O universo editorial brasileiro sofre ultimamente de um surto histórico. Atualmente, há um avanço sorrateiro da produção historiográfica voltada especificamente para esses fins. Uma produção acelerada de artigos, numa espécie de “vontade de enxugamento”, tem servido à proliferação dos trabalhos históricos em escala massiva. A compressão vertiginosa do espaço e do tempo impõe uma severa demanda por informações ao mesmo tempo em que as disponibiliza segundo novas práticas e novos instrumentos. Assim, o suor do historiador circula mais livremente e os historiadores parecem novamente enxergar a luz, após décadas de claustro sob o domínio das ciências naturais e matemáticas.
Nas últimas décadas, a História havia se popularizado através da expansão educacional pelos tentáculos do Estado, sempre de mãos dadas com o lucrativo mercado dos livros didáticos. Hoje, o poder público influi diferentemente sobre o ensino histórico: a formação e o delineamento do caráter nacional, o fortalecimento dos princípios nacionais e dos sentimentos patrióticos, que antes nortearam as preocupações do Estado com a História, exprimem uma atmosfera confusa na atual sociedade brasileira: parecem agora sedimentados, inúteis, prejudiciais, ou por simplesmente não ser mais de interesse prioritário, não combinariam com a (des)ordem do mundo atual. A degradação do ensino público, e o conseqüente avanço do sistema privado de educação, sugere que os narradores da História são agora outros, e deixa paulatinamente sua hegemonia quase total. Tal decadência indica uma nova disposição dos “conteúdos históricos”, ou melhor, favorece uma nova percepção do tempo histórico e altera profundamente as prioridades históricas.

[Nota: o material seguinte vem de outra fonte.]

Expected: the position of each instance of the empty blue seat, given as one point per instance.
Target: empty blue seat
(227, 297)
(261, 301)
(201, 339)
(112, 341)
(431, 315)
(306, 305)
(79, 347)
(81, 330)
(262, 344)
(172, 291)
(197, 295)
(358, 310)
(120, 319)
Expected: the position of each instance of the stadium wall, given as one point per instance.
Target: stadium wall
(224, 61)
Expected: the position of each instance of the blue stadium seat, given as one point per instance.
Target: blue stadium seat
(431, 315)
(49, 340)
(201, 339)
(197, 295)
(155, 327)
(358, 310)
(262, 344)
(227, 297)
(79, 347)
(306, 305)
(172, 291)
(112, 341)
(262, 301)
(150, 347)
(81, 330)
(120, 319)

A decadência do ensino público, todavia, é insuficiente para explicar a reordenação dos “conteúdos históricos”. Da percepção móvel e fluída da realidade, o homem moderno espera ansiosamente agora tirar lições através da História. Depois do confisco do monopólio do Estado sobre a produção historiográfica e da dissolução das fantasias totalizantes, resultado da ruína das ideologias e dos grandes sistemas teóricos, a História ainda se ressente, de forma geral, de um centro de gravidade. Há uma relação fundamental entre as novas práticas históricas e as estruturas cambaleantes da sociedade moderna. A condição atual do historiador é semelhante a do náufrago que assolado por seu delírio marítimo vago ainda desconfia de todo solo mais firme. A precariedade do historiador, entretanto, permite-lhe ser mais flexível à fugacidade, sendo que lhe cai muito bem a fantasia de camaleão. O poder de camuflar-se, a recente tendência ao mimetismo do historiador, tem inspirado as outras ciências sociais (e humanas) a fazer pactos de solidariedade com a História. O efeito destas recentes alianças ascendeu a História ao trono das ciências sociais.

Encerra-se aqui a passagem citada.